The problem is that students need to learn the “important subjects” to be able to pass the university entrance exams. Meanwhile, they can “throw the knowledge about history and geography away” right after finishing high school.

Forty percent of polled history teachers said they feel sad about their students’ indifference to history.

However, analysts believe that it is unfair to attribute the students’ indifference to social sciences to their pragmatism. They said that it is necessary to reconsider the curricula and the content of history textbooks instead of blaming students.

Dr Ha Minh Hong, History Dean of the HCM City University of Social Sciences and Humanity, noted that the textbooks are too academic, and laden with complicated theories.

“12th graders, for example, are required to draw the lesson about revolutionary violence or revolutionary struggle,” Hong said. “Meanwhile, these are quite complicated issues, which should be research subjects for politicians or propaganda officers”.

Given such circumstances, it is understandable that high school students, who do not have much experience, would rather learn everything by heart and write down what they’ve memorized on their exam papers, rather than express their viewpoints.
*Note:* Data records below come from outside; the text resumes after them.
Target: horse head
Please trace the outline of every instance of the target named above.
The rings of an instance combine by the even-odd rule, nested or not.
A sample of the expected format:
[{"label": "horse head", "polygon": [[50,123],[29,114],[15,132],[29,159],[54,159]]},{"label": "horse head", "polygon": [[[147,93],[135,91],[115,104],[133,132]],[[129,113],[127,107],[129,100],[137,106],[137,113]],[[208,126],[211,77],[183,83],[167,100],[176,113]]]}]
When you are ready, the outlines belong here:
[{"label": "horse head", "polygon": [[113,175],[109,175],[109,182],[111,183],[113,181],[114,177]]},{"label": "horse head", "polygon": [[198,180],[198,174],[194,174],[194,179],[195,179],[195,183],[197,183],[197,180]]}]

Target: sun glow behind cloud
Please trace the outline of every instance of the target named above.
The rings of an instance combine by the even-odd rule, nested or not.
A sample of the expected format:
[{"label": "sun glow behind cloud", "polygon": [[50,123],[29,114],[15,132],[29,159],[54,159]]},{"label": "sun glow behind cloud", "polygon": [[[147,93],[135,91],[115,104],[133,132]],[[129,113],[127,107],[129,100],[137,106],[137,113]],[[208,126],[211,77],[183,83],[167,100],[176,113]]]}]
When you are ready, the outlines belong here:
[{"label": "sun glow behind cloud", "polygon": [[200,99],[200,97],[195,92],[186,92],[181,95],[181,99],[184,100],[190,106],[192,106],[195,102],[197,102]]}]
Professor Phan Huy Le, Chair of the History Science Association, also commented that with the current teaching methods, curricula, textbooks and teaching staff, it is understandable why history is not welcomed.

Le stressed that students should not be criticized that they are too practical and that they do not have patriotism and national pride. They are tired of history not because Vietnamese history is boring, but because the teaching method is.

He also said that students did not register to sit the history exam not because they hated the subject. A 12th grader of Luong The Vinh High School, where no students plan to sit the history exam, wrote to his teacher, saying that he loves history now and that the subject turns out to be very interesting.